How bad? So bad that I’ve gone from being sad about the canned Vita version to being sad that the game exists on any platform at all.

How bad? So bad that I feel like it’s part of some semi-elaborate hoax, because I can’t believe that it took the creator of the semi-classic Spider-Man 2 more than three years to come up with a game that looks like it could’ve been banged out in a couple of days about twenty years ago.

On that last point, of course, I freely admit that my knowledge of game development is virtually non-existent. For all I know, getting a game to look, feel and play like a glitchy PS1-era tech demo might be the absolute height of complexity. Somehow, though, I doubt that very much.

energy hook 2

In any case, regardless of its complexity, Energy Hook is simply atrocious. When I call it a “glitchy PS1-era tech demo”, I mean that in the most literal sense possible. The entirety of the game is one awful-looking character swinging around a couple of empty, nondescript environments. There’s no plot. There are no other people. It’s just you, swinging around, trying to pull off achievements and tasks that are explained to you via floating blocks of 3D text.

This might have been acceptable if the swinging was actually fun. But it’s really, really not. The camera jerks all over the place, there’s no sense of scale or space, and the controls don’t seem to have any rhyme or reason as to when they work and when they don’t. I wouldn’t say the game left me feeling queasy, necessarily, but at the same time, there were definitely points where I had to look away from the screen for a second so that everything would stop spinning.

energy hook 1

It doesn’t help matters that nothing about Energy Hook feels finished. I lost track of the number of times I went swinging in one direction, only for literally everything around me to suddenly vanish as I plummeted to my death and eventual regeneration. I frequently landed on surfaces and sank in to my waist. At several points, the camera rotated abruptly and I found myself staring through half of my character’s body. Sometimes, all of those things came together as I’d land somewhere and sink part of the way in, and a quick turn of the camera would reveal that parts of my body were sticking up in vast expanses of monochromatic nothingness.
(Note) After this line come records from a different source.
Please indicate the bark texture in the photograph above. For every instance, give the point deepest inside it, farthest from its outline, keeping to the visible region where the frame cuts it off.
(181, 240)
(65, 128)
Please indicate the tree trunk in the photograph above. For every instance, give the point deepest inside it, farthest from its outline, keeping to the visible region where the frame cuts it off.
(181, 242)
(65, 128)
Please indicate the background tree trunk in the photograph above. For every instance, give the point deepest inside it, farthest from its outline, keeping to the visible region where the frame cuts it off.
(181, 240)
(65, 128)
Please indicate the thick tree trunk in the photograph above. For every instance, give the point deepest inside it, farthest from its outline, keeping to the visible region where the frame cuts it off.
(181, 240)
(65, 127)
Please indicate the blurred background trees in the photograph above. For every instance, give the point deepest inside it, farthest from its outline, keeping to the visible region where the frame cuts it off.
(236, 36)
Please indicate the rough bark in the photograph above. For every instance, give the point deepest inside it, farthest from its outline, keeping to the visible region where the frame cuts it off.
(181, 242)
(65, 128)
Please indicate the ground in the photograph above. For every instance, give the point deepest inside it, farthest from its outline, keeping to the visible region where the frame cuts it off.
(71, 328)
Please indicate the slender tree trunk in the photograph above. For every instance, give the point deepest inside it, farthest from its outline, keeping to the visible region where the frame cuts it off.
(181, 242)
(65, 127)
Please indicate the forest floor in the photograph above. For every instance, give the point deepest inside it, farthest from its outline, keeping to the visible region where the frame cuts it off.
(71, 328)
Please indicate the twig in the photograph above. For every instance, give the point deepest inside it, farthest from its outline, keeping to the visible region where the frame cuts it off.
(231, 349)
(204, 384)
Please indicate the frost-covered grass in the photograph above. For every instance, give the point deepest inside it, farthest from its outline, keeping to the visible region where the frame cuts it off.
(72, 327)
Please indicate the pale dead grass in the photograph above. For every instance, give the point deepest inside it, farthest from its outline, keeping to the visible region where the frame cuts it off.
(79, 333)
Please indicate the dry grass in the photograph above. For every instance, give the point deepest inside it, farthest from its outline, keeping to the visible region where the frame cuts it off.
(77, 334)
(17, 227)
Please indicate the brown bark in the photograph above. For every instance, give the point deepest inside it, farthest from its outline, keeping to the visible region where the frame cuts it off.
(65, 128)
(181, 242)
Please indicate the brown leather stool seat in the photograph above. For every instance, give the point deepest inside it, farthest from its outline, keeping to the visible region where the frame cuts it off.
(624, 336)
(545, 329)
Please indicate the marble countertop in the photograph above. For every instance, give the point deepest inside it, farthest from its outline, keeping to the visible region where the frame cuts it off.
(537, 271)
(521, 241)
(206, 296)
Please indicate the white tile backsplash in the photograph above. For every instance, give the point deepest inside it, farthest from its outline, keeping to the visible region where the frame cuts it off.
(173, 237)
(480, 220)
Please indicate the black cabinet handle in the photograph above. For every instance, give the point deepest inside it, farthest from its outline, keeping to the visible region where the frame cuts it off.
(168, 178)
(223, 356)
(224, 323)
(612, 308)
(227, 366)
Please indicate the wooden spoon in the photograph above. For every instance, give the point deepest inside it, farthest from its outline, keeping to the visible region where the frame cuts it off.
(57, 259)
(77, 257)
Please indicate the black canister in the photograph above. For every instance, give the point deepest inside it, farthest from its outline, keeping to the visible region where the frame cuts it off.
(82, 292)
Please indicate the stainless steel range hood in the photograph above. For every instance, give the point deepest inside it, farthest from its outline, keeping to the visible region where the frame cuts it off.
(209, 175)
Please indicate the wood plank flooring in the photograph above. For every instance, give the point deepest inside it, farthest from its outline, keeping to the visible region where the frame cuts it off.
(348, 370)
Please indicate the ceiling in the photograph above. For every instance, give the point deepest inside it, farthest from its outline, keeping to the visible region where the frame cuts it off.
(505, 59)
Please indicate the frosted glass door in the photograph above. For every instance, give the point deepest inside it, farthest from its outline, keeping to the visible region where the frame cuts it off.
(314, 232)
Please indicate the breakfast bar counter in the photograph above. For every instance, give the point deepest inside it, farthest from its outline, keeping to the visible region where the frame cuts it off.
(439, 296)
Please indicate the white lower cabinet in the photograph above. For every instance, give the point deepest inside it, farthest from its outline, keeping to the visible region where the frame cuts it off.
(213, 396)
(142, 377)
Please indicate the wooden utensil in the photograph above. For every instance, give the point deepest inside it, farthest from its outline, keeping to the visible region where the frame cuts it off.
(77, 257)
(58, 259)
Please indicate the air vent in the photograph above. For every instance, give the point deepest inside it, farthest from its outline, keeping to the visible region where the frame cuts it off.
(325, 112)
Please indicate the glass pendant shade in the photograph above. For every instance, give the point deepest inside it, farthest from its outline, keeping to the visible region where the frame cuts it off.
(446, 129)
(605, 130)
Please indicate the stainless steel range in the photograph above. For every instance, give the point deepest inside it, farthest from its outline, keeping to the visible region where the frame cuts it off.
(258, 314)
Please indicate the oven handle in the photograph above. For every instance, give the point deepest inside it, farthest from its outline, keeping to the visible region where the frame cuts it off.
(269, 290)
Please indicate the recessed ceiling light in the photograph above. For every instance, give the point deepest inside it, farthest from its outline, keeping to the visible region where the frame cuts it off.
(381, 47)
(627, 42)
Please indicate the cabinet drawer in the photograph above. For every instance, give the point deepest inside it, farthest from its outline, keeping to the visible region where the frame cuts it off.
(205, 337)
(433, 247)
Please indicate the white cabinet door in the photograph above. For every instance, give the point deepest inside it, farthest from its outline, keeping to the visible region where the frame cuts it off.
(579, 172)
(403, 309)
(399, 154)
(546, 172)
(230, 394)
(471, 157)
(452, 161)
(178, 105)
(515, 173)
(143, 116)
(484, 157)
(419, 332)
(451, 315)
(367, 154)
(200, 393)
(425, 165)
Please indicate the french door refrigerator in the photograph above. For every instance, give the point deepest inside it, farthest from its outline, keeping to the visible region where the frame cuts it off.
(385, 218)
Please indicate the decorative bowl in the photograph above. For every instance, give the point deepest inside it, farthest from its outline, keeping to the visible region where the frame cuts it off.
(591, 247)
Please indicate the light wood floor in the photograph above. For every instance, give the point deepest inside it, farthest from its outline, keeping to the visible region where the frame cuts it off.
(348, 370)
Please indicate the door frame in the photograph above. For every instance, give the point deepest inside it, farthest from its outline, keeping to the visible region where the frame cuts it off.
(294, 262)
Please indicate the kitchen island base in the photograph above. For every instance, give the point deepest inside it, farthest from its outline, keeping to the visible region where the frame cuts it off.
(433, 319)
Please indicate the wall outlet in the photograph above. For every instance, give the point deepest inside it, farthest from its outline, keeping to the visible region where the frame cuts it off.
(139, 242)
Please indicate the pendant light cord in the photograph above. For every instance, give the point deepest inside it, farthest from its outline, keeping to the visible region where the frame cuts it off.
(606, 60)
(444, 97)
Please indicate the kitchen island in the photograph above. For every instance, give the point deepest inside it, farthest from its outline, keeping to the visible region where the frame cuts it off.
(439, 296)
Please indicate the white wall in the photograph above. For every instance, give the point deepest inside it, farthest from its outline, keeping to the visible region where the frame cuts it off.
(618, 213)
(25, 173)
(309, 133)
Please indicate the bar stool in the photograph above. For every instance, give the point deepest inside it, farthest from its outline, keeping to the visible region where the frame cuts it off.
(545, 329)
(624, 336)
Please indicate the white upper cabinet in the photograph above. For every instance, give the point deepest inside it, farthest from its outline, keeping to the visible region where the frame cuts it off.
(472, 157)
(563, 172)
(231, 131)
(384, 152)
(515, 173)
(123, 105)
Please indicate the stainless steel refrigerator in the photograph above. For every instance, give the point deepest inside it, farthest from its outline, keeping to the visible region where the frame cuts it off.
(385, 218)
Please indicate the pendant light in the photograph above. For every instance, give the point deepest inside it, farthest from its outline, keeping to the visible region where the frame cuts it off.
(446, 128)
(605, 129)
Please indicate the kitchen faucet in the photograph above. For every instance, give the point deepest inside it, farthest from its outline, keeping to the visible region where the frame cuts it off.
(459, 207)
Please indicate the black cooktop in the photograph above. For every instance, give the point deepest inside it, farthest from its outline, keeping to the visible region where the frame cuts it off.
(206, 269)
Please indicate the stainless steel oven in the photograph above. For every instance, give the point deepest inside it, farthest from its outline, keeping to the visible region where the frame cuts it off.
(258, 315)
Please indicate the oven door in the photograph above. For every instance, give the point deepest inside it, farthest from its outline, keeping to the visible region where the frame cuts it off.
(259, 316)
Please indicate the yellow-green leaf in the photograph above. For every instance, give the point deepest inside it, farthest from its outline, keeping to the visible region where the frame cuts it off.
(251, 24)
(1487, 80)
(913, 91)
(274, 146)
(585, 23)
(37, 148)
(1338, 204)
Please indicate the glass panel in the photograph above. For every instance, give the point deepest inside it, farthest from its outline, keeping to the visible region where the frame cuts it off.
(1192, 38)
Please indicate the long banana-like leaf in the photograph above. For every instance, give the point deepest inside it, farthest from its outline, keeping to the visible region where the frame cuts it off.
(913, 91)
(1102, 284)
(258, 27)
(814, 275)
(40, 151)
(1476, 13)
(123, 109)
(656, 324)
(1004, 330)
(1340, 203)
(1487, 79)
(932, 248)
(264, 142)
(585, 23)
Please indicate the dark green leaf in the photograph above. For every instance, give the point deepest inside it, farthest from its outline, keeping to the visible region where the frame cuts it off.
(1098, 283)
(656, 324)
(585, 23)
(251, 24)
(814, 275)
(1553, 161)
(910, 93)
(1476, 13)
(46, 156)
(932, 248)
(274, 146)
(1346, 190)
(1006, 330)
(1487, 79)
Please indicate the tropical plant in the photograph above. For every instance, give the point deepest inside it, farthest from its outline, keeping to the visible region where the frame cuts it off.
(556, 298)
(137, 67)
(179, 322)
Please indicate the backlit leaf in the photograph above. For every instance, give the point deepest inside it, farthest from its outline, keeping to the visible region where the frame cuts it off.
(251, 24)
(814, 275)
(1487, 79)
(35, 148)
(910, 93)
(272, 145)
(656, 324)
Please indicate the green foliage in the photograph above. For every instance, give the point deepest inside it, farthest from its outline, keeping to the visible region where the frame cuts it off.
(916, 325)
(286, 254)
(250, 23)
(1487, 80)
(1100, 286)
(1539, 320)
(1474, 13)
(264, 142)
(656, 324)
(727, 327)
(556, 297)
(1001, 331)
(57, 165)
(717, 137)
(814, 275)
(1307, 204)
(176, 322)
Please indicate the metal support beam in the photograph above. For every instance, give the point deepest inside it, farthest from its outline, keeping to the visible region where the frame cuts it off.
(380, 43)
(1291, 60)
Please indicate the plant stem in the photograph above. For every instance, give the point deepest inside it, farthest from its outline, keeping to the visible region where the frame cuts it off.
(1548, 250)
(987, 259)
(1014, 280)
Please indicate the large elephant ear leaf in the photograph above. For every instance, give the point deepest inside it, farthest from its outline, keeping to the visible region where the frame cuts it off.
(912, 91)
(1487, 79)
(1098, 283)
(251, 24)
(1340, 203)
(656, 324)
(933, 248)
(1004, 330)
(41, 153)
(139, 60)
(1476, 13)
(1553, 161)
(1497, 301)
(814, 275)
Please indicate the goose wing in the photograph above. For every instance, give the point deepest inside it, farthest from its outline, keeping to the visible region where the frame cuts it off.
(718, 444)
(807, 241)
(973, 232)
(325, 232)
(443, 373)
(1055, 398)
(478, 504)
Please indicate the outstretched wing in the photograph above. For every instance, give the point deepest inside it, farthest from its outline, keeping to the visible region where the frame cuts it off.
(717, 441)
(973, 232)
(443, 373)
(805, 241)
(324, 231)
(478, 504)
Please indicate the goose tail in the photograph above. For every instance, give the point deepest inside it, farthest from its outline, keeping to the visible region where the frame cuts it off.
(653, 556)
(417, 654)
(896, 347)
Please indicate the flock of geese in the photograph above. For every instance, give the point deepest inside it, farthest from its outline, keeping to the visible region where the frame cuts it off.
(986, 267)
The worst part of it all is that Energy Hook isn’t even a fun game to hate. It’s not like The Technomancer or Lichdom: Battlemage, where the end products were either blatant rip-offs of significantly better games, or complete and utter fiascos (respectively). It’s not even like its spiritual successors, the infamously-terrible Superman 64 or Aquaman: Battle for Atlantis. In those cases, at least you could laugh at how much those games screwed up beloved licensed properties (okay, sorta-tolerated properties, in the case of Aquaman), and turned them into punchlines. Those closest you get to that here is realizing that no matter how much some people have complained about licensed Spider-Man games in recent years, it could’ve been much, much worse.

energy hook 3

It doesn’t get any worse than Energy Hook, though. This is the absolute bottom of the barrel, a completely unenjoyable, unplayable mess from start to finish that’s a strong contender for the title of worst game ever made. Don’t play it, don’t think about playing it, and try to forget that it ever even existed. I know I will.